Gaby Colebunders. Là, je suis entièrement d’accord. Moi-même, pendant des années, j’ai été un délégué qui maintenait une grande distance vis-à-vis de la politique. Mais c’est comme le dit Fred : tout le travail que nous faisons comme syndicalistes sur le lieu de travail est orienté politiquement. En tant que délégués, nous allons devoir faire de plus en plus de politique, car c’est ainsi que nous allons changer les choses.
Et le Parlement n’est pas la seule voie, bien sûr. L’histoire a prouvé que nous pouvons changer bien des choses sur le lieu de travail. Mais, à côté d’un syndicat en béton, il faut également un parti en béton qui y défend le syndicat.
Et ce parti est le PTB…
Gaby Colebunders. Pendant des années, il nous a fallu chercher un parti qui soutenait nos points de vue en tant que travailleurs. Récemment, à Charleroi, nous avons vu que le syndicat s’opposait clairement au PS et qu’il disait : « Vous n’êtes plus notre partenaire privilégié. » Si c’est possible là, cela doit l’être aussi en Flandre.

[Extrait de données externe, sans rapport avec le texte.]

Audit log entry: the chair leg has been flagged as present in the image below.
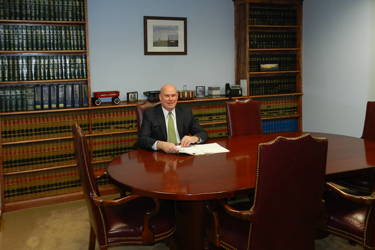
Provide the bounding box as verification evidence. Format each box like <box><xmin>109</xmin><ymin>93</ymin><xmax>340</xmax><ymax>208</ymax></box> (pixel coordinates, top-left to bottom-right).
<box><xmin>88</xmin><ymin>225</ymin><xmax>96</xmax><ymax>250</ymax></box>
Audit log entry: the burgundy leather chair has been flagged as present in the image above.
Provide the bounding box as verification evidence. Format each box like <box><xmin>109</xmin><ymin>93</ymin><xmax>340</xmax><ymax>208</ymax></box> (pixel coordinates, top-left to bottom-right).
<box><xmin>136</xmin><ymin>101</ymin><xmax>160</xmax><ymax>133</ymax></box>
<box><xmin>324</xmin><ymin>179</ymin><xmax>375</xmax><ymax>249</ymax></box>
<box><xmin>226</xmin><ymin>99</ymin><xmax>262</xmax><ymax>137</ymax></box>
<box><xmin>72</xmin><ymin>123</ymin><xmax>176</xmax><ymax>250</ymax></box>
<box><xmin>205</xmin><ymin>134</ymin><xmax>328</xmax><ymax>250</ymax></box>
<box><xmin>334</xmin><ymin>101</ymin><xmax>375</xmax><ymax>194</ymax></box>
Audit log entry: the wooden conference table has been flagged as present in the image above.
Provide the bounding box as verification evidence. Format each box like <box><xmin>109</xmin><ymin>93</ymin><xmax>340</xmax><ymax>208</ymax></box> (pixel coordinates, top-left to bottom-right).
<box><xmin>107</xmin><ymin>132</ymin><xmax>375</xmax><ymax>250</ymax></box>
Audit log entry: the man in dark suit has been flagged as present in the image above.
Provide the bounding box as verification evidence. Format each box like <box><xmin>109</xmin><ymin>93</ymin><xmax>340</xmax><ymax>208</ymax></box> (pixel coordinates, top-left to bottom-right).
<box><xmin>138</xmin><ymin>84</ymin><xmax>209</xmax><ymax>154</ymax></box>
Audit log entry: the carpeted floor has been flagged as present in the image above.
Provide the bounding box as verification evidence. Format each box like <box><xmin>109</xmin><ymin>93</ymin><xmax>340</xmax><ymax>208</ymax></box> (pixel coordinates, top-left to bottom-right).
<box><xmin>0</xmin><ymin>195</ymin><xmax>364</xmax><ymax>250</ymax></box>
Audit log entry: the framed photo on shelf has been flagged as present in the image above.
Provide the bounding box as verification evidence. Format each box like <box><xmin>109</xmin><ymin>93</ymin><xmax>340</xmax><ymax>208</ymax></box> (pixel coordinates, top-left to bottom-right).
<box><xmin>195</xmin><ymin>86</ymin><xmax>205</xmax><ymax>98</ymax></box>
<box><xmin>127</xmin><ymin>92</ymin><xmax>138</xmax><ymax>103</ymax></box>
<box><xmin>144</xmin><ymin>16</ymin><xmax>187</xmax><ymax>55</ymax></box>
<box><xmin>260</xmin><ymin>63</ymin><xmax>279</xmax><ymax>72</ymax></box>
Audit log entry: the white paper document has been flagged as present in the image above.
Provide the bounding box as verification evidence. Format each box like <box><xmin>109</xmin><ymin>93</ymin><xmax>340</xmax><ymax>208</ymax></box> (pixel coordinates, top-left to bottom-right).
<box><xmin>176</xmin><ymin>143</ymin><xmax>230</xmax><ymax>155</ymax></box>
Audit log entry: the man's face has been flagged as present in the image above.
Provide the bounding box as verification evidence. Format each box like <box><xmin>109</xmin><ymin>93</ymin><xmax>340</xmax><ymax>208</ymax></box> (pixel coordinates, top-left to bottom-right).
<box><xmin>160</xmin><ymin>86</ymin><xmax>178</xmax><ymax>112</ymax></box>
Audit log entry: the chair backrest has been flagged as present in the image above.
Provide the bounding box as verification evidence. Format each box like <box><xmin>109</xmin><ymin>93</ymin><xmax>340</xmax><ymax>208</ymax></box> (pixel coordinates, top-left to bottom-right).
<box><xmin>362</xmin><ymin>101</ymin><xmax>375</xmax><ymax>141</ymax></box>
<box><xmin>226</xmin><ymin>99</ymin><xmax>262</xmax><ymax>137</ymax></box>
<box><xmin>72</xmin><ymin>123</ymin><xmax>106</xmax><ymax>242</ymax></box>
<box><xmin>249</xmin><ymin>134</ymin><xmax>328</xmax><ymax>250</ymax></box>
<box><xmin>136</xmin><ymin>101</ymin><xmax>160</xmax><ymax>133</ymax></box>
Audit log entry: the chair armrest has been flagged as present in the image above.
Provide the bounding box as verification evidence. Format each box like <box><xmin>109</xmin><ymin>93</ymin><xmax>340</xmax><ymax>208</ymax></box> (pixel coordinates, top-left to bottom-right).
<box><xmin>93</xmin><ymin>194</ymin><xmax>142</xmax><ymax>207</ymax></box>
<box><xmin>326</xmin><ymin>182</ymin><xmax>375</xmax><ymax>206</ymax></box>
<box><xmin>94</xmin><ymin>168</ymin><xmax>107</xmax><ymax>179</ymax></box>
<box><xmin>218</xmin><ymin>199</ymin><xmax>252</xmax><ymax>222</ymax></box>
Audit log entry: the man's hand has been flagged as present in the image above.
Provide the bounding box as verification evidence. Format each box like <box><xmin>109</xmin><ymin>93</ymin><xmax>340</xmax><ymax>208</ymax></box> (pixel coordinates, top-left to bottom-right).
<box><xmin>180</xmin><ymin>135</ymin><xmax>199</xmax><ymax>148</ymax></box>
<box><xmin>157</xmin><ymin>141</ymin><xmax>179</xmax><ymax>154</ymax></box>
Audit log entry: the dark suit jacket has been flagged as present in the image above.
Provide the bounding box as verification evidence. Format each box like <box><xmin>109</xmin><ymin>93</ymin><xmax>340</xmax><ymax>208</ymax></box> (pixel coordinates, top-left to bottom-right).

Nous sommes des avocats du trottoir et des docteurs de la rue
Pourquoi le syndicat doit-il toujours être lié au PS ou au sp.a ? Nous n’avons aucun intérêt à encore soutenir ces partis. Nous devons constamment entrer en lutte, non seulement contre le système capitaliste, mais aussi contre les partis politiques actuels.
Fréderic Gillot. Nous voulons apporter la voix des travailleurs dans le Parlement, mais aussi les solutions voulues par les gens. Au PTB, on ne fait pas de la politique « pour » les gens, mais « avec » les gens. On a des débats sur les problèmes de société et on trouve des solutions ensemble, collectivement. C’est ça être au Parlement, pour moi, c’est amener un message construit sur cette réflexion avec les gens. Si on est élu, ce n’est pas Gaby qui va parler, ce n’est pas moi ni Raoul Hedebouw, le porte-parole du PTB… ce sont les travailleurs qui parleront, à travers nous, mais après avoir trouvé des solutions collectives. C’est notre différence avec les autres partis. On le voit au niveau communal. On applique le « rue-conseil-rue », on implique les gens dans la politique.
D’ici peu, ça va devenir le « rue-Parlement-rue » ?
Fréderic Gillot. On nous fait croire que la politique est difficile. Mais ce n’est pas vrai, les gens savent bien ce qui est bon pour eux demain ! Ce ne sont pas des cons ! Et, aux Parlements, si nous sommes élus, on fera le rue-Parlement-rue. C’est comme cela qu’on fera la différence. Et, même si on est élu, on continuera d’aller dans la rue, aux manifestations, aux piquets de grève. On vit (et on continuera de vivre) la même chose, les mêmes problèmes que la population. Et, si on est élu, nous ne gagnerons pas un centime. On aura le même salaire qu’un travailleur. C’est énorme comme différence.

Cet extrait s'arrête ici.